To me, that’s really the problem with all of this. Physicians (or NPs, who are likely to be doing most of this) are somehow supposed to advise individuals about “end of life planning” when they, themselves, have no consistent view of such things, nor any wiser advice than does anyone else. Nor do they understand the legal consequences of such documents any better than the average layman; something a lawyer on the panel made very clear.

So, given that there is no consensus on what any of it means, or ought to mean, why on earth would the government get itself into the business of funding this? Anything funded in the medical world is effectively encouraged. And what kinds of documents and printed material, what “guidelines” are these physicians to be given by the government? Given that we really do have a government that’s pretty insoucient when it comes to human life, is this something we should be concerned about the government doing?

I think it is.
 
Death panels are back:

WASHINGTON — When a proposal to encourage end-of-life planning touched off a political storm over “death panels,” Democrats dropped it from legislation to overhaul the health care system. But the Obama administration will achieve the same goal by regulation, starting Jan. 1.

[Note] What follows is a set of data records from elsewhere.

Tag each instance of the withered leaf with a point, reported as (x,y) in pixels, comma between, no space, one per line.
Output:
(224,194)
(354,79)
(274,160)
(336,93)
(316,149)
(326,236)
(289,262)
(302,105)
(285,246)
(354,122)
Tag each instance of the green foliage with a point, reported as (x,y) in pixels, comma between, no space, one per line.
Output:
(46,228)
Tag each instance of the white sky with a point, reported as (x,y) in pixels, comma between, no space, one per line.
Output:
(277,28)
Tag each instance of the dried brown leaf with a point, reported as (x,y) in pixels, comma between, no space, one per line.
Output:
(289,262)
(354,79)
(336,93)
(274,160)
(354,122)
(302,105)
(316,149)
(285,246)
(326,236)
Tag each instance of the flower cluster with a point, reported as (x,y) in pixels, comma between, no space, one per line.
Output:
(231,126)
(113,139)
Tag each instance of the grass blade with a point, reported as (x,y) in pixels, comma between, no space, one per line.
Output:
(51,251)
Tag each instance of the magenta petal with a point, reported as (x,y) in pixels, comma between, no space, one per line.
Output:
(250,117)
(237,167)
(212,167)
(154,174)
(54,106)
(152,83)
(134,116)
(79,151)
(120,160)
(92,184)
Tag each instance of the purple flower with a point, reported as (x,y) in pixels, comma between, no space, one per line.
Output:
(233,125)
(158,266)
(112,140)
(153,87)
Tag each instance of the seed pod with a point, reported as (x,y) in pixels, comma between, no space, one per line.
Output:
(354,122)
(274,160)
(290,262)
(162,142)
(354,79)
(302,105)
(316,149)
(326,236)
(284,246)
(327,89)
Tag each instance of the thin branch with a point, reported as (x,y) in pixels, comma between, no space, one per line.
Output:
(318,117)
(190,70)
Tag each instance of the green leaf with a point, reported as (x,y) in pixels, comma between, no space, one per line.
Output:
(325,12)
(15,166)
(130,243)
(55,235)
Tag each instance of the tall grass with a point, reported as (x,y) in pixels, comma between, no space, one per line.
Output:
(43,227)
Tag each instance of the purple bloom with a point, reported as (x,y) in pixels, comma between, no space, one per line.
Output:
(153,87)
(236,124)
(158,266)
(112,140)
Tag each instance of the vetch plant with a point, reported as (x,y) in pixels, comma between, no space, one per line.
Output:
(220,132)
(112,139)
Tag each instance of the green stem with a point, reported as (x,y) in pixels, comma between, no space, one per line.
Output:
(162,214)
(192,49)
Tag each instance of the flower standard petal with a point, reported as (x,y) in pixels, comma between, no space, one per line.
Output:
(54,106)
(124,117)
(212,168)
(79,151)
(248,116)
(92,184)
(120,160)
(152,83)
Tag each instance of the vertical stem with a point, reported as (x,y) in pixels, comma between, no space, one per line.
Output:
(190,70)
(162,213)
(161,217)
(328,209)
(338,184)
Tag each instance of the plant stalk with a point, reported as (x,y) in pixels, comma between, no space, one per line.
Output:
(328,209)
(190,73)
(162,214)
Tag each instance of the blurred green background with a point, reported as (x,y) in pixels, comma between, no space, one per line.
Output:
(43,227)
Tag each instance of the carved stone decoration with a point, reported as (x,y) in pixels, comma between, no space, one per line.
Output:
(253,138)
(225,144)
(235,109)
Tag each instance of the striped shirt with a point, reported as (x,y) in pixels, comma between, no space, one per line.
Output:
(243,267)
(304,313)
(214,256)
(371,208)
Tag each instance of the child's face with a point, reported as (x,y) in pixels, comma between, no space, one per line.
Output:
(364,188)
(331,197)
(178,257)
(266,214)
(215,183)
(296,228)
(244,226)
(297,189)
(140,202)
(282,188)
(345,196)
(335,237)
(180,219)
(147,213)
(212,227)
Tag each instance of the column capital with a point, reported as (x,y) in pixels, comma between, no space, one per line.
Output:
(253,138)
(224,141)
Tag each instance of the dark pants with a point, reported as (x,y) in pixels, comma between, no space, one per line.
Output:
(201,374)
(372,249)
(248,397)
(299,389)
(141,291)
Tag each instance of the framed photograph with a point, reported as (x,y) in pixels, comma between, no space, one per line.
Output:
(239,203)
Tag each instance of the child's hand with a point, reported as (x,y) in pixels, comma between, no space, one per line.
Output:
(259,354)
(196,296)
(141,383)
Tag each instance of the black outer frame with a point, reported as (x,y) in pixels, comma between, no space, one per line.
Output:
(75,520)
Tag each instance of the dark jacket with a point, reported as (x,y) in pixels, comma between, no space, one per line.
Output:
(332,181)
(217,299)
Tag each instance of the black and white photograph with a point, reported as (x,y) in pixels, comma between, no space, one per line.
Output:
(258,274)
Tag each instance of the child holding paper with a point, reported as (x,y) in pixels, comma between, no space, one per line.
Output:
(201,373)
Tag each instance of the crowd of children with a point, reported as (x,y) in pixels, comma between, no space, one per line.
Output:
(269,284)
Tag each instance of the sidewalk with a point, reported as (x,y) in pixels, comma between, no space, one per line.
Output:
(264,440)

Under the new policy, outlined in a Medicare regulation, the government will pay doctors who advise patients on options for end-of-life care, which may include advance directives to forgo aggressive life-sustaining treatment.

Congressional supporters of the new policy, though pleased, have kept quiet. They fear provoking another furor like the one in 2009 when Republicans seized on the idea of end-of-life counseling to argue that the Democrats’ bill would allow the government to cut off care for the critically ill.

nytimes.com/2010/12/26/us/politics/26death.html?_r=3&hpw=&pagewanted=all
By hook or by crook.

Here, go home and take a pill.

God Bless you.
+No more will sin and sorrow grow,
Nor thorns infest the ground;
He’ll come and make the blessings flow
Far as the curse was found,
Far as the curse was found,
Far as, far as the curse was found.

Love, Dawn
 
Death panels are back:
I’m confused. Do you mean the death panel lies designed to scare elderly people into opposing health care reform? Or the transplant death panels in Arizona? Are we confusing fantasy and reality here?